Saturday 19 November 2011

No unauthorised mail please.

The "no junk mail" sticker on my letterbox went missing a couple of months ago.  I had wondered whether it would really make a difference, as the endless catalogues and advertising flyers are usually dumped in a pile on top of the letterboxes for my apartment block, rather than distributed to individual letterboxes.  Sometimes a rubber band keeps them in the bundle so they can dissolve in a soggy mass while remaining in a manageable pile.  Usually there is no rubber band and the slightest breeze leafs through and blows the pages all over the neighbourhood.

Occasionally smaller leaflets would make their way past the no junk mail sticker into my letterbox.  The usual culprits were real estate agents begging me to list my (rented) apartment with them; local restaurants trying to entice with a copy of their takeaway menu; carpet cleaning offers; business "opportunities" and glossy newsletters from local politicians.  I don't understand why businesses would think you would be likely to use their services when they've ignored your request about junk mail.  On occasion I've also found advertising from Scientology and shocking anti abortion propaganda - you can read about that here.

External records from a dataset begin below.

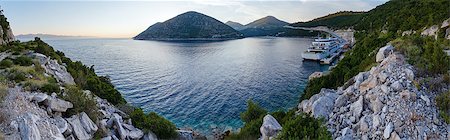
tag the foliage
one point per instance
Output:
(6, 63)
(303, 126)
(339, 20)
(443, 103)
(23, 61)
(81, 102)
(163, 128)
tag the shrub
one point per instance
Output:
(5, 64)
(81, 103)
(443, 103)
(303, 126)
(23, 61)
(163, 128)
(50, 88)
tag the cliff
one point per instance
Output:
(383, 103)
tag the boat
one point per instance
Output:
(324, 49)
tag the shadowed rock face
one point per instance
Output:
(189, 26)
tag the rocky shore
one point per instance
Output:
(383, 103)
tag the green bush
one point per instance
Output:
(6, 63)
(443, 103)
(303, 126)
(81, 103)
(163, 128)
(50, 88)
(23, 61)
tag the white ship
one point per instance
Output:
(324, 49)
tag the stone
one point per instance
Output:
(323, 106)
(58, 105)
(363, 125)
(394, 136)
(341, 100)
(357, 107)
(78, 128)
(405, 94)
(397, 86)
(387, 131)
(27, 127)
(426, 99)
(150, 136)
(270, 127)
(40, 97)
(87, 123)
(376, 121)
(383, 52)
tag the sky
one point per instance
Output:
(125, 19)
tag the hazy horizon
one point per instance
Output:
(125, 19)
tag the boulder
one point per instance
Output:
(357, 107)
(58, 105)
(87, 123)
(39, 97)
(384, 52)
(27, 127)
(150, 136)
(387, 131)
(269, 128)
(78, 128)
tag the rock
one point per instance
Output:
(384, 52)
(59, 72)
(376, 105)
(78, 128)
(58, 105)
(150, 136)
(426, 99)
(394, 136)
(27, 127)
(363, 126)
(388, 130)
(357, 107)
(347, 134)
(397, 86)
(405, 94)
(341, 100)
(61, 123)
(376, 121)
(39, 97)
(323, 106)
(270, 127)
(87, 123)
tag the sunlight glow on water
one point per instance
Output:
(199, 85)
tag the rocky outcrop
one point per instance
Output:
(270, 127)
(382, 103)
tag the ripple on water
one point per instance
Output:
(199, 85)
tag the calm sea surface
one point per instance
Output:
(199, 85)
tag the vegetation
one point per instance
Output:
(443, 103)
(339, 20)
(163, 128)
(294, 126)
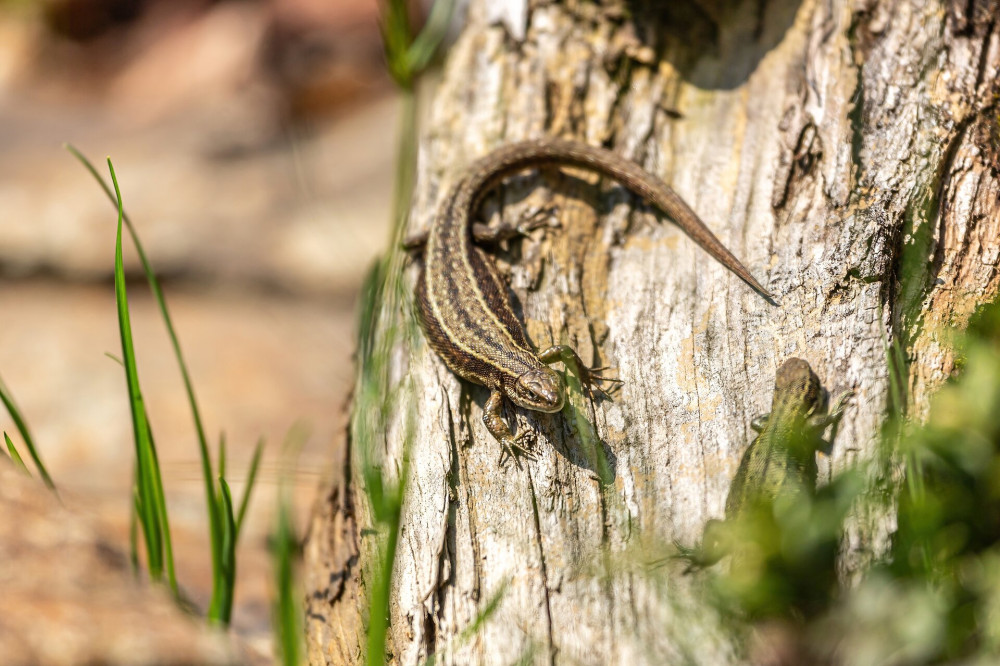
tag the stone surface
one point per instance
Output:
(260, 183)
(68, 596)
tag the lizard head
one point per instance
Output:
(539, 389)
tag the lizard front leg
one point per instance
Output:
(588, 376)
(495, 424)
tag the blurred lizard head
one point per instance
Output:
(540, 389)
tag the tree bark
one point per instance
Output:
(847, 151)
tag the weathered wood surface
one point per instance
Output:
(846, 151)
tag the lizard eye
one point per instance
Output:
(539, 389)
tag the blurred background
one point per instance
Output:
(254, 143)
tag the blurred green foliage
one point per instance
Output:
(934, 595)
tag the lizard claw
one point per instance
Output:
(543, 217)
(511, 448)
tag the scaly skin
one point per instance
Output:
(463, 303)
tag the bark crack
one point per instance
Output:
(545, 575)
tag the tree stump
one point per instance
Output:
(846, 151)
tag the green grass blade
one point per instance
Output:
(251, 479)
(215, 528)
(153, 515)
(14, 455)
(286, 619)
(224, 608)
(133, 529)
(22, 427)
(426, 43)
(222, 455)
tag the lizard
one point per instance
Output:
(463, 304)
(781, 459)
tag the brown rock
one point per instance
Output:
(67, 595)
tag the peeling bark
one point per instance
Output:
(845, 150)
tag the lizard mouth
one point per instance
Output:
(540, 390)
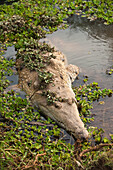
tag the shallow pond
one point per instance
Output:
(89, 45)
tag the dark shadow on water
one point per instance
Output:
(95, 29)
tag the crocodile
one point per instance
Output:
(57, 100)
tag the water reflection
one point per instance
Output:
(90, 46)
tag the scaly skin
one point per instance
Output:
(64, 111)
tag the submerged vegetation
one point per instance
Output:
(27, 141)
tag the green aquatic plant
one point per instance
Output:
(26, 140)
(86, 95)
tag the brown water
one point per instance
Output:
(89, 45)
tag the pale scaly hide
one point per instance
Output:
(64, 111)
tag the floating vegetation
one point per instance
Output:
(86, 95)
(109, 71)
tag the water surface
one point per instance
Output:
(89, 45)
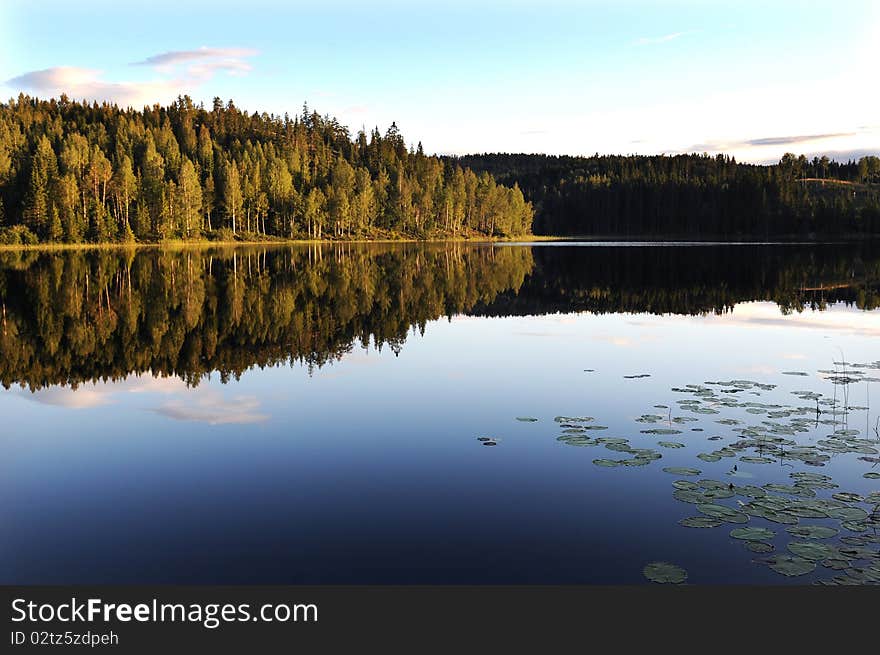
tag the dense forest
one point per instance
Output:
(692, 196)
(76, 172)
(86, 315)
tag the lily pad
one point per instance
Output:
(812, 531)
(790, 565)
(609, 463)
(812, 550)
(700, 522)
(752, 534)
(722, 512)
(847, 497)
(664, 573)
(682, 470)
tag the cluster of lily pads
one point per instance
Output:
(824, 526)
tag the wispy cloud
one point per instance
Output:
(783, 140)
(179, 71)
(665, 38)
(176, 57)
(791, 140)
(88, 84)
(213, 409)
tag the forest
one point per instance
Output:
(101, 314)
(74, 172)
(692, 196)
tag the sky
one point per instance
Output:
(750, 79)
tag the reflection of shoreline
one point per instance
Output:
(90, 315)
(77, 316)
(202, 404)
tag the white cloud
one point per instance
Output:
(213, 409)
(179, 72)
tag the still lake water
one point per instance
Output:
(366, 414)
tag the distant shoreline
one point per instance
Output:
(530, 239)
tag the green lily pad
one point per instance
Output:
(790, 565)
(682, 470)
(752, 534)
(856, 514)
(812, 531)
(812, 550)
(664, 573)
(847, 497)
(700, 522)
(836, 564)
(722, 512)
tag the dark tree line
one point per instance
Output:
(692, 196)
(76, 172)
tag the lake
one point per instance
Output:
(441, 413)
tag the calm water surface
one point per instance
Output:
(354, 414)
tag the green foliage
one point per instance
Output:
(692, 196)
(74, 171)
(17, 235)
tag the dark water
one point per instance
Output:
(314, 415)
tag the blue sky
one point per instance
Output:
(752, 79)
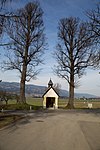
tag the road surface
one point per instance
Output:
(53, 130)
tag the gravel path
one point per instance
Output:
(53, 130)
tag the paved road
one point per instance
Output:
(53, 130)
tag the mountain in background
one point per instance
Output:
(35, 90)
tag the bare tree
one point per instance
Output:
(27, 43)
(73, 52)
(94, 18)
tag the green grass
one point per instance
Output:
(36, 103)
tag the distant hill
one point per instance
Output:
(36, 90)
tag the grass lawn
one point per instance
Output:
(36, 103)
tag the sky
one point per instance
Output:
(54, 10)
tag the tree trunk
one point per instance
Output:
(22, 84)
(70, 104)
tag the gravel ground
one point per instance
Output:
(54, 130)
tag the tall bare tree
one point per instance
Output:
(27, 43)
(73, 52)
(94, 18)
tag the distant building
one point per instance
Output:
(50, 97)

Without the sticker as a deterrent, the junk mail being delivered to me is now out of control.  Every time I remove the contents of my letterbox, I make a mental note that I must get another sticker.  I didn't know where to get one.  I think the last one was found, ironically, on a table of promotional material for an environmental organisation at an event I attended.  "No junk mail" sticker never made it onto the shopping list, so I just didn't think about it.

Today I was at the post office and on the counter where I was being served was a display of stickers.  I had a choice between the traditional "no junk mail" or "no unauthorised mail".  They were $2 each and a useful impulse buy.  The woman who served me told me that they had been selling like hotcakes today.  Is it the pre Christmas advertising rush that has people buried in a pile of cheap colour printing or the fact that suddenly the stickers are easily available and in a place that jogs the memory?

I lashed out and bought the traditional sticker and will apply it tomorrow, or whenever it stops raining. I thought that the request for no unauthorised mail left too much room for doubt.  I wasn't even totally sure what it meant.

I'd love there to be a penalty for advertisers who ignore the sticker, but it would probably just mean that the distributors would dump their excess elsewhere to become litter.